Les passagers sont invités à l’embarquement. L’ancre est levée, l’équipage a changé. Le cap est tracé, sans demander à qui que ce soit son avis. Quelques «fhaymia» sont jetés à la mer. Les mères ont peur, mais on leur explique que s’est dans l’intérêt général. «Gauche oueldi, gauche !» L’essentiel des passagers est en classe économique, ce sont les premiers touchés par les intempéries. Affaiblis, on décide de les soigner gratuitement et de leur donner quelques avantages. Il ne faut surtout pas qu’ils s’occupent des affaires qui ne les regardent pas. Le pilotage, la barre, la mécanique, les soutes étaient gérés par ceux qui occupaient les cabines. Ceux-là n’apparaissent qu’en jour de fête, en tenue de gala. Leurs enfants ont été évacués par canots de sauvetage vers d’autres ports, d’autres rives pour apprendre la navigation, des fois que le navire ait besoin de relève.

«Gauche oueldi, gauche» ! Le commandant de bord, dit-on, est sincère, c’est l’équipage qui ne suit pas. Les passagers passaient le plus clair de leur temps dans des chaînes interminables. Pour manger, il fallait faire la queue, pour les toilettes, pour la douche, le téléphone… Gare à celui qui ose parler à haute voix… les murs ont des oreilles !

A mille neuf cent soixante dix-huit à leurre, pris de malaise, le commandant fut évacué pour soins à l’Est. Le navire malheureux décide de retourner à son port d’attache. Larguez les amarres. Quelques larmes. Le plein. Un autre commandant parmi les gens de la cabine. Un autre cap. On lève les amarres. Pour consoler les passagers, on leur fournit du fromage rouge et des kiwis en classe économique, mais dès que les réserves ont été bouffées… «Droite oueldi, droite !».
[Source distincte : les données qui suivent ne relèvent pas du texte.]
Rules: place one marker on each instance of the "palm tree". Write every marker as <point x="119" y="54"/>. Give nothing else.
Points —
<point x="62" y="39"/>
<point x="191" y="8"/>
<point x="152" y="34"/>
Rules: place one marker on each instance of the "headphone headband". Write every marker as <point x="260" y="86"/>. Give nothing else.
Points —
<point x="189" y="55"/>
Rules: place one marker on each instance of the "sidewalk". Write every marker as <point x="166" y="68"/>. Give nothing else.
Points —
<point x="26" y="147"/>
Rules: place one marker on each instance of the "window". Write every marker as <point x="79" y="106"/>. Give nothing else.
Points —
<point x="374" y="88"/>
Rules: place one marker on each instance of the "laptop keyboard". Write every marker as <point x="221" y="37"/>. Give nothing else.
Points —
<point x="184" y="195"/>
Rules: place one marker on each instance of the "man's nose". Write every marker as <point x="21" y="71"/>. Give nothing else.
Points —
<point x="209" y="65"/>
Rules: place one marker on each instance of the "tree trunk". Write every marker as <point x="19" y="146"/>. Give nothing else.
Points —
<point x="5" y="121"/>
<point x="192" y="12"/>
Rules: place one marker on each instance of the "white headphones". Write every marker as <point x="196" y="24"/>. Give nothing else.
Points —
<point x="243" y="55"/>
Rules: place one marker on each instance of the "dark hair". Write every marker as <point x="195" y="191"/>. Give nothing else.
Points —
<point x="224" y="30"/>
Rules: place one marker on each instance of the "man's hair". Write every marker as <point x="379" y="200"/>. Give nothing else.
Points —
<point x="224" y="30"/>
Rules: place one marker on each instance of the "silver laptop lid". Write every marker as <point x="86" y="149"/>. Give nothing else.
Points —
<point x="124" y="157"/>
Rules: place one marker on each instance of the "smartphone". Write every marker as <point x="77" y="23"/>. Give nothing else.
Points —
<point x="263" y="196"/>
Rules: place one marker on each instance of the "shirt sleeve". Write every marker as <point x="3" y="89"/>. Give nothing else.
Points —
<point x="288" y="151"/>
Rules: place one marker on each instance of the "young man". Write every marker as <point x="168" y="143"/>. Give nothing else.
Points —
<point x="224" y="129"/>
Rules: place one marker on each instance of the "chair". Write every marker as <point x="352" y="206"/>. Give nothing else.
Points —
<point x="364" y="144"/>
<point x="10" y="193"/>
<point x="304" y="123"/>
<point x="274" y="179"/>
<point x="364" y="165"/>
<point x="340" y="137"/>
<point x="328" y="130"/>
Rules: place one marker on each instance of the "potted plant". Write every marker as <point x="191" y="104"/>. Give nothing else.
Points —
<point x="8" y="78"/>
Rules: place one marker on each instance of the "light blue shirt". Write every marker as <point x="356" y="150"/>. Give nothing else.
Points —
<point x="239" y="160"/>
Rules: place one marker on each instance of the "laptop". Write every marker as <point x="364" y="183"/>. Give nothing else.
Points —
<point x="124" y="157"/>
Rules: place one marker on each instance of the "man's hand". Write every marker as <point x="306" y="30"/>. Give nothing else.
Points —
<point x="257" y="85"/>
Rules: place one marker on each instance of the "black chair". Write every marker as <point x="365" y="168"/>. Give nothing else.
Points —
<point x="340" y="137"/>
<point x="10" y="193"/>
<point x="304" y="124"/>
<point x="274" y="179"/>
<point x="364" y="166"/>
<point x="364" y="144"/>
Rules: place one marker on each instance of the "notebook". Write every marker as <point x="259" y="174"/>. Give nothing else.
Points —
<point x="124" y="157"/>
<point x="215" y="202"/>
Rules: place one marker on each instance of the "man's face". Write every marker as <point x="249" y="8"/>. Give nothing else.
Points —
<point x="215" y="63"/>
A mille neuf cent quatre vingt-huit à leurre, le bateau chavire, des enfants sont jetés à la mer.       Les mères n’ont plus peur… On lève l’ancre, beaucoup d’encre a coulé, beaucoup de sang aussi, le bateau est en carénage, on colmate les brèches, on cherche un cap, on essaye de lever les amarres… On tente un « y’en a marre… le mal de mère persiste et de vague en vague, on surfe entre les écueils tant que le plein des réservoirs le permet…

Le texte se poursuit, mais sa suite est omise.